Noisy channel coding

Information Theory
ML
Author

Vannsh Jani

Published

October 31, 2023

What is Noisy channel coding?

Let’s say we have a binary string with 4 bits as \(\textbf{1010}\). When we transmit this message and it is recieved by the reciever, the probability that the bit has changed its value or P(Bit error) = 0.2. Hence, the message or string recieved will have about 20% of it’s bits different then the original message.

One of the solutions to reduce the Bit probability error is to encode the binary string such that transmitting the encoded message reduces the Bit probability error, transmit the encoded message and the reciever can decode the string to recieve the original message with lesser bit probability error. Following is an example of one such coding strategy.

\(\text{R}_\text n\) coding strategy

In this strategy, we repeat each bit in the original binary message n times and transmit that message. While decoding the message, we pick the most frequent bit in the subsequent n-sized subset as the output bit. Here we take n as an odd integer for obvious reasons.

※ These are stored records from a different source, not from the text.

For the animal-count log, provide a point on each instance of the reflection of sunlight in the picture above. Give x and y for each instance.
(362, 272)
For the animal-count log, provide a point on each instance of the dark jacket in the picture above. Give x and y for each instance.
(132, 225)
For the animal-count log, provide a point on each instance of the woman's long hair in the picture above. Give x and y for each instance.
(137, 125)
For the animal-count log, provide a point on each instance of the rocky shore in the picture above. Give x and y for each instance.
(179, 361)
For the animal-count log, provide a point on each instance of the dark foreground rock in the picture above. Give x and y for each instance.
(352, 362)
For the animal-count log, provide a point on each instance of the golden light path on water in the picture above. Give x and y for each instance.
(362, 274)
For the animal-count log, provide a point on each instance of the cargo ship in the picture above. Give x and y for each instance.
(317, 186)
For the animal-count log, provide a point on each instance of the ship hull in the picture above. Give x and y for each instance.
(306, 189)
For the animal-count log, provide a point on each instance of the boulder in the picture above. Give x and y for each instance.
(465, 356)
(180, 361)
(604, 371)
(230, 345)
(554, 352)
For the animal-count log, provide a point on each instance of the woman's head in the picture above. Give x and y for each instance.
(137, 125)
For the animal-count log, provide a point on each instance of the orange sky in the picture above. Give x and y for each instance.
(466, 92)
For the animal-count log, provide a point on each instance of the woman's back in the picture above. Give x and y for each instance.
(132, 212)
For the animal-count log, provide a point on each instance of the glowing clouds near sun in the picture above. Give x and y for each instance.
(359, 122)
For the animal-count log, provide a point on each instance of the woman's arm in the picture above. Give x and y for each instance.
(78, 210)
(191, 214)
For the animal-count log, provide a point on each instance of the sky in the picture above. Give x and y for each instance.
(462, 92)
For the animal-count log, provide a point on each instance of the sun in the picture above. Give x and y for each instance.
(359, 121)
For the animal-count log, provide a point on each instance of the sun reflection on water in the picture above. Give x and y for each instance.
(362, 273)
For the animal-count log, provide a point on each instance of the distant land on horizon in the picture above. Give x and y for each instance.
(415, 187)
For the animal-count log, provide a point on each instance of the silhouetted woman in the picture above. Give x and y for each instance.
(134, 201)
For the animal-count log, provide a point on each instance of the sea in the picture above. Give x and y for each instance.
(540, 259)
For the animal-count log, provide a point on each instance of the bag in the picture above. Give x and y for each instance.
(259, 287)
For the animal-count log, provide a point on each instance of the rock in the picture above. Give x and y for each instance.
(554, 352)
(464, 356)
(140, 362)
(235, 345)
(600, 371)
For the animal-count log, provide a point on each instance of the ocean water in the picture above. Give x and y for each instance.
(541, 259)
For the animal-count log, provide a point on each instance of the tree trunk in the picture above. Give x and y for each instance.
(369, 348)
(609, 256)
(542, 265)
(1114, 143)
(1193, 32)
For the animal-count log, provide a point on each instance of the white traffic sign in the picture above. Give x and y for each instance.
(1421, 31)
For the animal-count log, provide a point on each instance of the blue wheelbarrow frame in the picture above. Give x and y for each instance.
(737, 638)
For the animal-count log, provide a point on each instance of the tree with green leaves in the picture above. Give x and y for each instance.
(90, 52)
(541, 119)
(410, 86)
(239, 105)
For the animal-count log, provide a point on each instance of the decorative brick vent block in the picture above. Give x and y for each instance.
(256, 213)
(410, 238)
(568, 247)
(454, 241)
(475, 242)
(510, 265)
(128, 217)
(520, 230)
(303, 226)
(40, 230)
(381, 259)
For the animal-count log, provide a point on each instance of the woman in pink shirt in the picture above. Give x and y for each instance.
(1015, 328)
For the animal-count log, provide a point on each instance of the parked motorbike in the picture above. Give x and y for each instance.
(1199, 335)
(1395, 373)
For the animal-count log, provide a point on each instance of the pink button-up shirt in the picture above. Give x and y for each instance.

In the above example, our bit string is \(\textbf{1010}\). If we use the \(\text R_\text 3\), the encoded message is \(\textbf{111000111000}\).

After transmitting the message, the binary message could be \(\text{1{\color{red}0}1000{\color{red}0}1100{\color{red}1}}\).

If we choose the bit with maximum freuqency in each 3-sized subset we get,

\[ \begin{aligned} \text{1{\color{red}0}1} &\Rightarrow \text{1} \\ \text{000} &\Rightarrow \text{0} \\ \text{{\color{red}0}11} &\Rightarrow \text{1} \\ \text{00{\color{red}1}} &\Rightarrow \text{0} \end{aligned} \]

Hence, the decode string is \(\text{1010}\) which is the same as the original string despite of some errors during transmission. Such a strategy reduces the bit probability error.

In the above example, if we consider a 3-sized subset. The bit is flipped or gives an error after transmission if 2 or more bits are flipped. Hence, the bit probability error for this case can be calculated as follows.

P(2 bits flipped) = \(3 \hspace{0.05cm} \text x \hspace{0.05cm} \text p^2 \hspace{0.05cm} \text x \hspace{0.05cm}\text{(1-p)}\). Here \(\text{p}\) is the bit probability error (0.2 in the above example).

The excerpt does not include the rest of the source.